Главное в этой экзекуции был порядок.
Два полубатальона солдат по семисот человек были построены параллельно, шеренгами, лицом к лицу. Каждый солдат держал в левой руке ружье у ноги, а в правой шпицрутен; шпицрутен был гладкий и гибкий лозовый прут, длиной в сажень. Сажень длины, ни больше ни меньше. Неподвижные шеренги с шпицрутенами в руках казались серым камнем, на котором росла молодая и голая ивовая роща. В середине стоял офицер, держал в руках бумагу и выкликал имена – он говорил, сколько кому пройти кругов. Голос в утреннем воздухе был деревянный. Первым пяти осужденным скинули рубашки до пояса, головы их были открыты. Их поставили гуськом одного за другим; руки каждого из осужденных были привязаны к примкнутому штыку; штык приходился против живота, и вперед осужденный бежать не мог; за приклад спереди тащили его два унтер-офицера, и он не мог податься назад.

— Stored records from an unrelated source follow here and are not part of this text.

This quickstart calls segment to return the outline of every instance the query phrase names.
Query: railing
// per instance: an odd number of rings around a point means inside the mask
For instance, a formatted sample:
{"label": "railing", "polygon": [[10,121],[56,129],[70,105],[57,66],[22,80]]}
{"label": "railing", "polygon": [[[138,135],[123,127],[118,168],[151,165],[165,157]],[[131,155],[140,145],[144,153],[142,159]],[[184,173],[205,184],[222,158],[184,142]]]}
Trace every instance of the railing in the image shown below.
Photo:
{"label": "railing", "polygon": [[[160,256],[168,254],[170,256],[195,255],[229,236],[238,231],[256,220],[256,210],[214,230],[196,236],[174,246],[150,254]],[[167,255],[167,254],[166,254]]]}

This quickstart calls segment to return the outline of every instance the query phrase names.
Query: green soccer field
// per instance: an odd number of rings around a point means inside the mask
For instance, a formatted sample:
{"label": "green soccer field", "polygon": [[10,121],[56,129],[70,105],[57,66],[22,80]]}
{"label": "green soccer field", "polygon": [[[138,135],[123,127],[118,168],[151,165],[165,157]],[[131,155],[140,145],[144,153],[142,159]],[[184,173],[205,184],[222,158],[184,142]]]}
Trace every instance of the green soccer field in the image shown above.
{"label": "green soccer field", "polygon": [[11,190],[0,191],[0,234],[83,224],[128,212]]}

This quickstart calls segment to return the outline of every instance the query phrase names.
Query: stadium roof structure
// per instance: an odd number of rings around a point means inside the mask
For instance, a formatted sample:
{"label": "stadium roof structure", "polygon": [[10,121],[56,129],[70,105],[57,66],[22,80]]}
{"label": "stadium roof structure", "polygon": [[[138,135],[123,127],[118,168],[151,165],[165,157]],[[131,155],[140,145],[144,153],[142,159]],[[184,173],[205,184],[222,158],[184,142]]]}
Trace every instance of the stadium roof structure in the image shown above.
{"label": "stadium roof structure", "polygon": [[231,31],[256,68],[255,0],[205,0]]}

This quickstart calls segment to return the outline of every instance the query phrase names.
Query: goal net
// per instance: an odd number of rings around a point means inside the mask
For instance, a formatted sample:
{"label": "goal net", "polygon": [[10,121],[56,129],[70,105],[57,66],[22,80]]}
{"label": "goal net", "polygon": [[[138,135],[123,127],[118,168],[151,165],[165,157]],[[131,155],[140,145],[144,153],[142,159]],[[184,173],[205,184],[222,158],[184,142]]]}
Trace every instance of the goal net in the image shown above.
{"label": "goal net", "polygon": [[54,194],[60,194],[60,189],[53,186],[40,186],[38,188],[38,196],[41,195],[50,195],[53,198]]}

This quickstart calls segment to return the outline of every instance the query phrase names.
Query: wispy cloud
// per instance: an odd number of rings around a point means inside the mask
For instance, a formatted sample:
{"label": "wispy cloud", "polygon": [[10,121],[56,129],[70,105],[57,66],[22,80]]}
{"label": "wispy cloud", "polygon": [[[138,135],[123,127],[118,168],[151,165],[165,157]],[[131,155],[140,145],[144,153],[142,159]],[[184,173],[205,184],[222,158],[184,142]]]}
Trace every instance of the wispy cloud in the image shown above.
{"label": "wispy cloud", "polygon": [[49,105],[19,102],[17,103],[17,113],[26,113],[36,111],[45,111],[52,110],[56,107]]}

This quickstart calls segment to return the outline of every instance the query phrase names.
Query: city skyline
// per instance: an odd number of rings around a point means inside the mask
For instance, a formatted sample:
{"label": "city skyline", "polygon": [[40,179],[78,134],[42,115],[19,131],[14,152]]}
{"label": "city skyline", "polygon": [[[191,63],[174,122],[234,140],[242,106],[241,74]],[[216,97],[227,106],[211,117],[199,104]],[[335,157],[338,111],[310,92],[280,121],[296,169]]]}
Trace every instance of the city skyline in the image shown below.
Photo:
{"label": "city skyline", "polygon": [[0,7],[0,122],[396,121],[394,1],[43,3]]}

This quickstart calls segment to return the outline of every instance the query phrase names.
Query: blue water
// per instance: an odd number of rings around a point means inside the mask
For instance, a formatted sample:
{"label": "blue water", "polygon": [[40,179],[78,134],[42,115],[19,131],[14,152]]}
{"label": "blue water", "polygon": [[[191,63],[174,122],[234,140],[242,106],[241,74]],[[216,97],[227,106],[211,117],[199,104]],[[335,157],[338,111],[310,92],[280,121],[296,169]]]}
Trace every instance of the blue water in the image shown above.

Раздался резкий стук барабана и вслед за тем звучный и ясный голос флейты. Вильгельм почувствовал, что силы оставляют его. Флейта в нечеловеческой тишине, где слышен только стук барабана.
И, как автоматы под властью магнетизма, которые Вильгельм видел в лейпцигской кунсткамере, осужденные начали двигаться. Они подвигались по кругу, один за другим, под стук барабана и ясный голос флейты. Каждый солдат из шеренги делал правой ногой шаг вперед – шпицрутен взлетал и ложился на спину – солдат делал шаг назад. Все движения были точны и размеренны, как будто из машины выделялся какой-то рычаг и снова в нее уходил. С обеих сторон в такт музыке свистели мелодически шпицрутены и одновременно ложились на спины. Только голос флейты и голос шпицрутенов да стук барабана. Да еще пять человек, которые двигались по зеленой улице, кричали перед каждым ударом:
– Братцы, помилосердуйте, братцы, помилосердуйте!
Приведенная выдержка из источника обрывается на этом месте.